Speak of noxious fumes and a modern researcher’s first thoughts fly to carbon dioxide. In The Daily Telegraph, we may read that “Archaeologists have uncovered ‘Pluto’s Gate’, an ancient gateway to Hell, in Turkey”:
A group of Italian archaeologists have announced they have found the legendary “Pluto’s Gate”, a portal filled with foul-smelling noxious fumes which inflicted a quick death on any person or beast that was driven into its embrace.
The temple complex in Hierapolis, now the volcanic-spring restort town of Pamukkale, featured in many ancient legends and historical texts.
“This space is full of a vapour so misty and dense that one can scarcely see the ground.
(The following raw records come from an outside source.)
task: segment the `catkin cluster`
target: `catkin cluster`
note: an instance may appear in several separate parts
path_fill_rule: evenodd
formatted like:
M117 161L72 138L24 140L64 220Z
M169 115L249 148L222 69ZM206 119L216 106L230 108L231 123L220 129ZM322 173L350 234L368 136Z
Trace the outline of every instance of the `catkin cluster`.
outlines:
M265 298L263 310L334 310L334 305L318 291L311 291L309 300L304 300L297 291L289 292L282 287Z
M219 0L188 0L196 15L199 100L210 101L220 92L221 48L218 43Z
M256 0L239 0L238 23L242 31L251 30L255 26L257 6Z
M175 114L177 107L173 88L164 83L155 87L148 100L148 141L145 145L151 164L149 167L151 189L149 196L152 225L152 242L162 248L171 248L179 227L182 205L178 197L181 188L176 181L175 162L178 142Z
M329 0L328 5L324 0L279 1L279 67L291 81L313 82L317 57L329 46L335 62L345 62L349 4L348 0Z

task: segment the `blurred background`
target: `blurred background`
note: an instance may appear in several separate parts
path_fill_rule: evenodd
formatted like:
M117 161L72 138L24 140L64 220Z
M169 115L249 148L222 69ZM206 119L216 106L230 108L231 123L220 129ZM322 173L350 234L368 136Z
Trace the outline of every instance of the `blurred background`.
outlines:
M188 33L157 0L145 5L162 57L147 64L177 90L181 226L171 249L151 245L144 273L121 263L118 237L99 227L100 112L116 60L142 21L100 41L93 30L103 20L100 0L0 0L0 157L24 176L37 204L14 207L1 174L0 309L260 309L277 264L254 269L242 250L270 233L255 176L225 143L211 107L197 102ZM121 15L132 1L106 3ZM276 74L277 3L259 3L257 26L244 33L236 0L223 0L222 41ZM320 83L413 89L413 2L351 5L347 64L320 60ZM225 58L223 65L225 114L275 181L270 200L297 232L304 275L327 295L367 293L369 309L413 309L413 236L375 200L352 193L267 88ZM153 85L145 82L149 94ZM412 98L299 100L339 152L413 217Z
Any animal that passes inside meets instant death,” the Greek historian Strabo wrote in 24AD*.
“I threw in sparrows† and they immediately breathed their last and fell.” [quoting Strabo’s Geographica, XIII, iv, 14]
Now, “foul-smelling noxious fumes” can’t be carbon dioxide because carbon dioxide is odourless. What were unspecified noxious vapours, however, are swiftly identified:
Francesco D’Andria of the University of Salento said the “visions” were probably hallucinations caused by breathing diluted fumes wafting up from the Gate to Hell.
And the portal is still a killer, he said.
“We could see the cave’s lethal properties during the excavation,” D’Andria told Discovery News.
“Several birds died as they tried to get close to the warm opening, instantly killed by the carbon dioxide fumes.”
* Strabo died, at the latest, around the year 24 when he was 87 or so; I doubt that he wrote the thirteenth of his seventeen books of Geographica in the last months of his long life.
† Strabo’s word, στρουθία, appears to refer to unspecified small birds rather than to sparrows in particular.